A Maximum Likelihood Approach To Multi-Objective Learning Using Generalized Gaussian Distributions For Dnn-Based Speech Enhancement
Shu-Tong Niu, Jun Du, Li Chai, Chin-Hui Lee
-
SPS
IEEE Members: $11.00
Non-members: $15.00Length: 14:22
The multi-objective learning using minimum mean squared error criterion for DNN-based speech enhancement (MMSE-MOL-DNN) has been demonstrated to achieve better performance than single output DNN. However, one problem of MMSE-MOL-DNN is that the prediction error values on different targets have a very broad dynamic range, causing difficulty in DNN training. In this paper, we extend the maximum likelihood approach proposed in our previous work to the multi-objective learning for DNN-based speech enhancement (ML-MOL-DNN) to achieve the automatic adjustment of the dynamic range of prediction error values on different targets.

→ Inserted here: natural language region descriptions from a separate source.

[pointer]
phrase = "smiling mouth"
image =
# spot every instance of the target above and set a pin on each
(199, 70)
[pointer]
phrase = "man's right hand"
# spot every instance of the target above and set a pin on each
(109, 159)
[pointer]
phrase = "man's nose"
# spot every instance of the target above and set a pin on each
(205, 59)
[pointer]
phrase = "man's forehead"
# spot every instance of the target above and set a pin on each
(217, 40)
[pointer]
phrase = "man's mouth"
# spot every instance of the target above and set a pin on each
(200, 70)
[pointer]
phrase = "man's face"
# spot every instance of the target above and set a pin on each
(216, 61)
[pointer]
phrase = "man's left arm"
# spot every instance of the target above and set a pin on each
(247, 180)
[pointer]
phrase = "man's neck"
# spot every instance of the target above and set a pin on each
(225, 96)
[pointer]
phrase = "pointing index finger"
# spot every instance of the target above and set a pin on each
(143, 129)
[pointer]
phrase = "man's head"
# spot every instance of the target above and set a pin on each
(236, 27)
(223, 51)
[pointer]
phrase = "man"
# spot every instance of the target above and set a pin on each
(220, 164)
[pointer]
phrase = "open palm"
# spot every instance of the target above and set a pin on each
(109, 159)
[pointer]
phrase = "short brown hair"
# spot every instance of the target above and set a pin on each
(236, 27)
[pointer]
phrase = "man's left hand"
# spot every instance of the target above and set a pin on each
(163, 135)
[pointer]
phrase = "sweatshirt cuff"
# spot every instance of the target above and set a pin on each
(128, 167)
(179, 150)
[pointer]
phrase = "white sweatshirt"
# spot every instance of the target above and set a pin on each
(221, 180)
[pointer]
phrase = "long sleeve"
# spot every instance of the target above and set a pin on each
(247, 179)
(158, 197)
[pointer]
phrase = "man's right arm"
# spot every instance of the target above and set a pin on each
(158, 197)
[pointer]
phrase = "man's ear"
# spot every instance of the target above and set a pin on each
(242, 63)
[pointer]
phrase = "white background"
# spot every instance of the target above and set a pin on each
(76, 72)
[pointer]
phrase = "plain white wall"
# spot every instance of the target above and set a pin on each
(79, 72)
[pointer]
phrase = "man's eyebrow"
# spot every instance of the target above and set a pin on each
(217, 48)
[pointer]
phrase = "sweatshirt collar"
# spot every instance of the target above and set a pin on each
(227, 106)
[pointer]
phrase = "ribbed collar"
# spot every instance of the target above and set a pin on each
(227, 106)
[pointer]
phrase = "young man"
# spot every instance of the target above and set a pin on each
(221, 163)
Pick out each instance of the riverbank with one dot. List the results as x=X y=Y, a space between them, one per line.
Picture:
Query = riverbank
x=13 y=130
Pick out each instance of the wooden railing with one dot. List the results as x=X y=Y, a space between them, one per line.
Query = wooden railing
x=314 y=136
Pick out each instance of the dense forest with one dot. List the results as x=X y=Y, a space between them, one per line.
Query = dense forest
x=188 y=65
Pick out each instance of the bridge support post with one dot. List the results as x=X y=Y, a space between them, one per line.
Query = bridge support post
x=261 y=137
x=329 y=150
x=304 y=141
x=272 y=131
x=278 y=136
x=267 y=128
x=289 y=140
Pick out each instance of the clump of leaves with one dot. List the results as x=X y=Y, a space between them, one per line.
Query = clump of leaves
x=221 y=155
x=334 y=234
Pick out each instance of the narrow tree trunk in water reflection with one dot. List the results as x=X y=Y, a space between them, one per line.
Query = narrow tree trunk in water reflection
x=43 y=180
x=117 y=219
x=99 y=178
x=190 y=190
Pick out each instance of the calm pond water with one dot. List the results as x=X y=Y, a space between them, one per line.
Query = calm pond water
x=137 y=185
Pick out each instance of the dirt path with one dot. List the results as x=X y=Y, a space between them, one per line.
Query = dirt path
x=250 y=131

The conditional likelihood function to be maximized is derived under the generalized Gaussian distribution (GGD) error model. Moreover, the control of the dynamic range of the prediction error values on different targets is achieved by the scale factors in GGD. Furthermore, we propose a method to update the shape factors automatically utilizing the one-to-one mapping between the kurtosis and shape factor in GGD instead of manual adjustment. The experimental results show that our ML-MOL-DNN can achieve better performance than MMSE-MOL-DNN in terms of different objective measures.